Here is output of ‘ifconfig’ command on a machine configured with IPV4 and IPV6 interface:

[root@ora-smanroy ~]# ifconfig
eth0 Link encap:Ethernet HWaddr 10:78:D2:CA:7D:EC
inet addr:192.168.66.160 Bcast:192.168.66.255 Mask:255.255.255.0
inet6 addr: 2001:db8::1234:1235:abcd:abef/64 Scope:Global
inet6 addr: fe80::1278:d2ff:feca:7dec/64 Scope:Link

From the output, IPV6 address is represented by a colon separated hexadecimal number. “/64” which is appended after the IPV6 address is similar to IPV4 netmask notation, specifying how many bits are used for network prefix.  “Scope: Global” specifies that it doesn’t belong to any other ‘reserved’ category like (loopback, link, multicast) and it should be ping-able if interface is up.
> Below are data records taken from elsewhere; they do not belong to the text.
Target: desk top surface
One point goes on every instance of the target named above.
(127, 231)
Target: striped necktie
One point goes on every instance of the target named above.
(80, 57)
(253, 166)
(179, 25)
Next line specifies the ‘Link’ address (Scope: Link) which specifies that it is a special address which is valid only on this interface. Using this address as destination, packet would never pass through the router. IPV6 requires the link-local address to be assigned to each interface on IPV6. Due to this, IPv6 hosts usually have more than one IPV6 address assigned to each of their IPv6-enabled network interfaces. Table below specifies the network prefix for IPV6 that helps us quickly identify if the interface is link-local or site-local or Global.

Address type IPv6 notation
Link-local unicast FE80::/10
Site-local unicast FEC0::/10
Global unicast

More details on Address Types and  IPV6 packet Header can be found by a quick google search.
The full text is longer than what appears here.